By her actions Kim Davis demeans others, and herself.

However, Section 1 of Article III of the US Constitution does provide that ‘judicial Power of the United States, shall be vested in one supreme Court, and in such inferior Courts as the Congress may from time to time ordain and establish,’ and Section 2 says that ‘[t]he judicial Power shall extend to all Cases, in Law and Equity, arising under this Constitution, the Laws of the United States, and Treaties made, or which shall be made, under their Authority …’ (emphasis added)

This makes the Supreme Court of the United States the ultimate arbiter of the US Constitution, and it has done just that in finding marriage equality a constitutional right.

And if there is any confusion about the ‘Christian foundations’ of the US, while the First Amendment protects the ‘free exercise’ of religion, it is also emphatic that Congress must not ‘make … law respecting an establishment of religion.’

The original text proposed by James Madison, one of the Founding Fathers of the United States, is informative of the intentions of the First Amendment: ‘The civil rights of none shall be abridged on account of religious belief or worship, nor shall any national religion be established, nor shall the full and equal rights of conscience be in any manner, or on any pretence, infringed.’ During the debate, Madison told his fellow Members ‘he apprehended the meaning of the words to be, that Congress should not establish a religion, and enforce the legal observation of it by law, nor compel men to worship God in any manner contrary to their conscience.’ A most eloquent expression of the separation of church and state.

Thomas Jefferson
Thomas Jefferson (1743-1826)

Given what we know about them, the Founding Fathers would likely be troubled by the use of religious liberty arguments to erode democracy, personal liberties, and the separation of church and state, which they enshrined in the foundations of the great nation they had created.

Historically, Christianity held a lot of sway in Western nations, and Christians were afforded many privileges. However, over the past century Western nations have undergone a fundamental social transformation. Our definitions of humanity, law and morality, and our understanding of science and the world around us, had advanced in leaps and bounds. Religiousness had decreased over the past few decades and there is an increasing non-religious element in society. This brings with it a very reasonable demand for freedom from religion by those who wish to live their lives free of the influence of organised religion and, inevitably, the sharing of the privileges Christians have enjoyed for centuries.

Religion is faith.

But blind faith is ignorance, with no room for reason.

And where there is no reason, there is no room for humanity …

Kim Davis is a product of a society that allowed a hypocritical, right-wing Christian sub-culture to develop, persist and thrive.

A Christian sub-culture which, for far too long, has been allowed to think it has the final word on human morality, and feels entitled to elevate their interpretation of ‘god’s law’ above the laws of our secular democracy.

Kim Davis is no Christian martyr – she’s a poster child for Christian privilege.

They are God’s frauds, cafeteria Christians who pick and choose which Bible verses they heed with less care than they exercise in selecting side orders for lunch.
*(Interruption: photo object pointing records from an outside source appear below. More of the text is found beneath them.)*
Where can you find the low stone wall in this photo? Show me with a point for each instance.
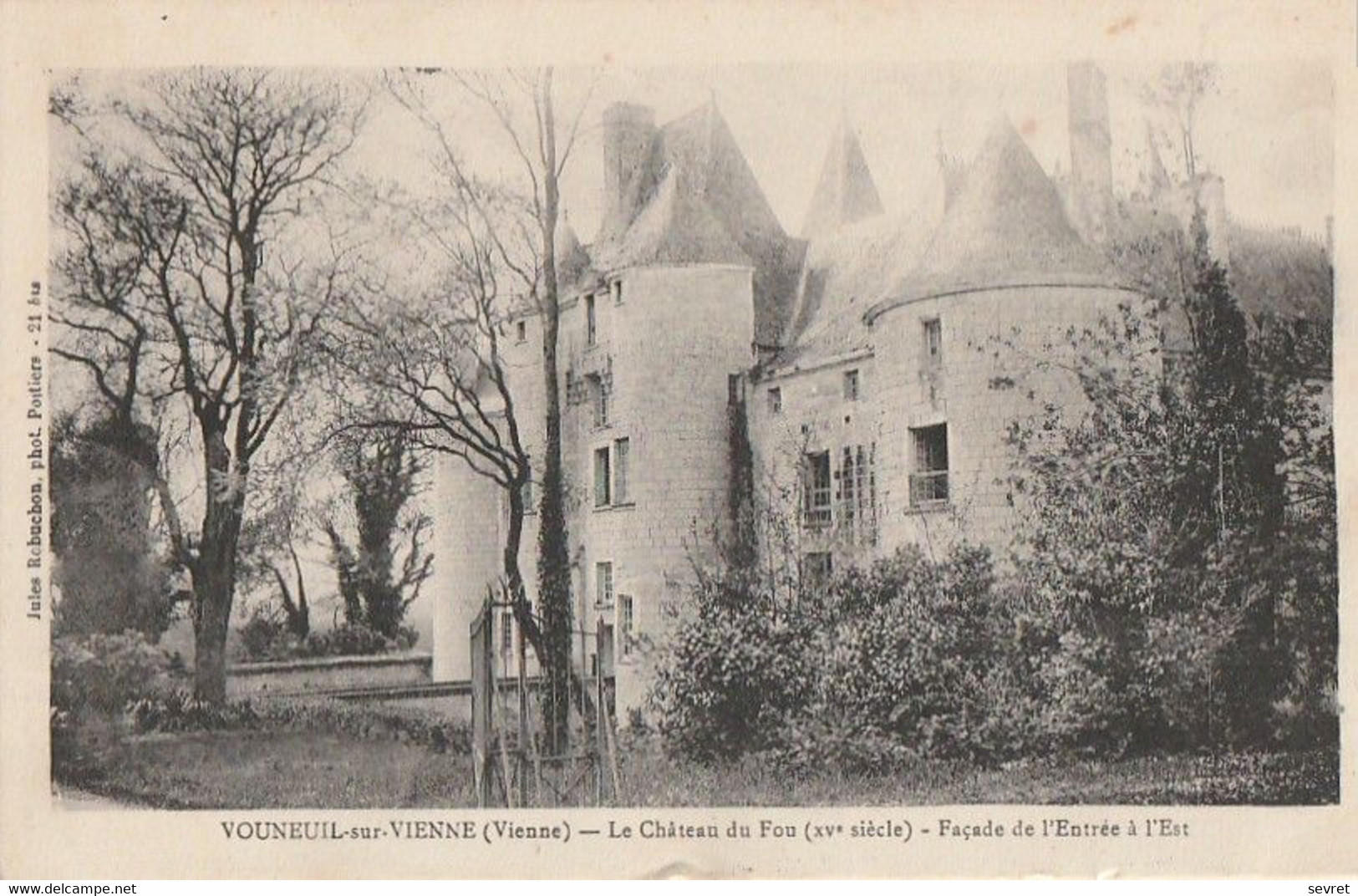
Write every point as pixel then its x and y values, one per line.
pixel 328 674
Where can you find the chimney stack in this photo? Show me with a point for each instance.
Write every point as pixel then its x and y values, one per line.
pixel 628 132
pixel 1091 150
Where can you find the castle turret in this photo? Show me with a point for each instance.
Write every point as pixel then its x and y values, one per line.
pixel 845 193
pixel 1091 151
pixel 629 132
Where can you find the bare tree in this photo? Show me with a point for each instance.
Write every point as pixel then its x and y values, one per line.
pixel 382 471
pixel 1177 93
pixel 427 368
pixel 216 165
pixel 525 106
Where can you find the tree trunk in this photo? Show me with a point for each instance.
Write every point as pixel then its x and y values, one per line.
pixel 215 570
pixel 553 541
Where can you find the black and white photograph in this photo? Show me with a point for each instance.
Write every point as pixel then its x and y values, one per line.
pixel 732 435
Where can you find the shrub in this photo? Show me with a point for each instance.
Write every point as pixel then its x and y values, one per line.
pixel 181 711
pixel 731 675
pixel 104 672
pixel 267 637
pixel 913 665
pixel 427 728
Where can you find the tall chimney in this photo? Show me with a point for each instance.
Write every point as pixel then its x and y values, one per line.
pixel 1091 150
pixel 628 132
They are joined by religious rationalizers—fundamentalists who, unable to find Scripture supporting their biases and beliefs, twist phrases and modify translations to prove they are honoring the Bible’s words.

The Bible is not the book many American fundamentalists and political opportunists think it is, or more precisely, what they want it to be. Their lack of knowledge about the Bible is well established.
The Bible: So misunderstood it’s a sin,‘ Newsweek (23 December 2014)

More of the interview was aired on The View on 21 September 2015

Kim Davis believes herself to be filled with what she perceives to be god’s ‘wisdom.’ I have one piece of my own wisdom for Kim Davis: if you really believe you know ‘god’s plan’, please seek immediate, quality care. Others shouldn’t have to pay the price for your disturbed soul with their dignity, happiness and rights.